We begin by showing that the pair of vertical angles where $k$ and $m$ meet are congruent. For this we mark several points on the diagram:


We will show that $m(\angle DBC) = m(\angle EBA)$. Note that $\angle DBC$ and $\angle DBA$ are supplementary, together forming a straight angle.  So $m(\angle DBC) + m(\angle DBA) = 180$. Similarly, $\angle EBA$ and $\angle DBA$ together make line $k$ and they too are supplementary: $m(\angle EBA) + m(\angle DBA) = 180$. From these two equations we see that $m(\angle DBC) = m(\angle EBA)$. The other pair of vertical angles in the problem, made by $\ell$ and $m$, are congruent by the same reasoning.

To show that all four angles are congruent, it is now sufficient to show, in the picture below, that $m(\angle GBE) = m(\angle BGF)$.
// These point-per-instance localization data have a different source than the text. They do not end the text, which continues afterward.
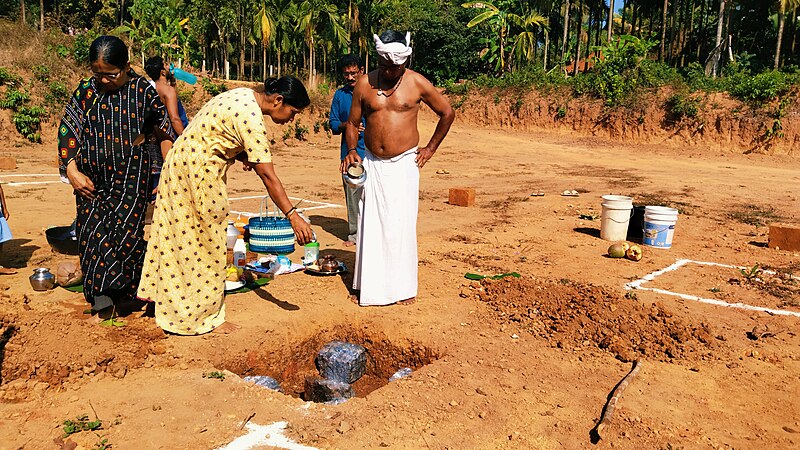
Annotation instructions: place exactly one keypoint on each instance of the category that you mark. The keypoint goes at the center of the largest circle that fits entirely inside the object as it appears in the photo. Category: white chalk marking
(24, 183)
(325, 204)
(29, 175)
(261, 435)
(711, 301)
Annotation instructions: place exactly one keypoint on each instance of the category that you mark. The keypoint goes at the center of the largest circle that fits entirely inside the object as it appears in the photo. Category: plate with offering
(326, 265)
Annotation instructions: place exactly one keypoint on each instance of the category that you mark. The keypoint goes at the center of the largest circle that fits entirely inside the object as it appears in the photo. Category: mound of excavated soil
(58, 347)
(570, 314)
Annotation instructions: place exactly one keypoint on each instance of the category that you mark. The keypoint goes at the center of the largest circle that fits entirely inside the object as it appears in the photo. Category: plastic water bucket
(617, 201)
(637, 223)
(614, 221)
(658, 228)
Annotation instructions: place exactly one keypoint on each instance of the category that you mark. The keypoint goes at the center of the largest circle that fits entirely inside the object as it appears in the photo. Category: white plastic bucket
(614, 221)
(617, 201)
(658, 227)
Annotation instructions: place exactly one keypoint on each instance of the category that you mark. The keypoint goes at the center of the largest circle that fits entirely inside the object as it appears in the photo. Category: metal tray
(342, 269)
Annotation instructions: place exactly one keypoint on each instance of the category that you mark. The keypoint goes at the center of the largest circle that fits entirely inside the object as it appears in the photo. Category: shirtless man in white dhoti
(389, 98)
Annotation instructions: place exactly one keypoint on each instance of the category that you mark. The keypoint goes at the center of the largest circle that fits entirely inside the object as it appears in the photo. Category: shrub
(59, 49)
(14, 99)
(41, 73)
(760, 88)
(185, 96)
(694, 76)
(212, 88)
(624, 70)
(28, 122)
(300, 131)
(57, 93)
(681, 106)
(80, 48)
(8, 78)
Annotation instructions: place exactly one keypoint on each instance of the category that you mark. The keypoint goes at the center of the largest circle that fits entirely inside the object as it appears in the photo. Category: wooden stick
(615, 395)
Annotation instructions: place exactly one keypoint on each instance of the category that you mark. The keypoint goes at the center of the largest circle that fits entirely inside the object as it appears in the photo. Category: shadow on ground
(16, 253)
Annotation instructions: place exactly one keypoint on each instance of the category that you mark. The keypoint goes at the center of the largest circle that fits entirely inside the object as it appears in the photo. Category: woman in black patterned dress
(106, 120)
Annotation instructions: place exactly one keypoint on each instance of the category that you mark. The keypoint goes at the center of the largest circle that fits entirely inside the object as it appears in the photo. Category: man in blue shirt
(352, 69)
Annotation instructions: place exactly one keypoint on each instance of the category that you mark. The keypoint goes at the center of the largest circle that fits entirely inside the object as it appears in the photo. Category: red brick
(8, 163)
(784, 236)
(462, 196)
Here $B$ and $E$ are the same points as in the picure above and we have added points $F$ and $G$ as well as the midpoint $M$ of $\overline{BG}$. A 180 degree rotation of the plane about $M$ maps $B$ to $G$ and $G$ to $B$ since $M$ is the midpoint of $\overline{BG}$. If $t$ is the line parallel to $k$ and $\ell$ through $M$ then $t$ is mapped to itself by the 180 rotation with center $M$. The rotation maps parallel lines to parallel lines so this means that $k$ must map to the line through $G$ and parallel to $t$, that is $k$ maps to $\ell$. Similar reasoning shows that $\ell$ maps to $k$. This means that the 180 degree rotation with center $M$ interchanges $\angle GBE$ and $\angle BGF$, making these two angles congruent. Combining our congruent vertical angles and congruent alternate interior angles, we have shown that all four angles in the picture are congruent.

There is a second way to show that $m(\angle GBE) = m(\angle BGF)$ using translations and their properties. Suppose we apply a translation by $\overline{GB}$ to the plane. This translation maps $m$ to itself and maps $\ell$ to a line parallel to $\ell$ containing $B$. The only line parallel to $\ell$ through $B$ is $k$ so this means that $\ell$ maps to $k$. Translations preserve angles so this means that $m(\angle BGF) = m(\angle CBD)$ with notation as in the first picture. We already showed that $m(\angle CBD) = m(\angle GBE)$ and so we have shown that $m(\angle BGF) = m(\angle GBE)$.


karen says:

over 2 years

typo in third line beneath first image in the solution: m of angle DBA = m of angle EBA = 180 degrees. (says angle DBA twice)

Michael Nakamaye says:

over 2 years

thanks for noticing this-- it has been corrected now!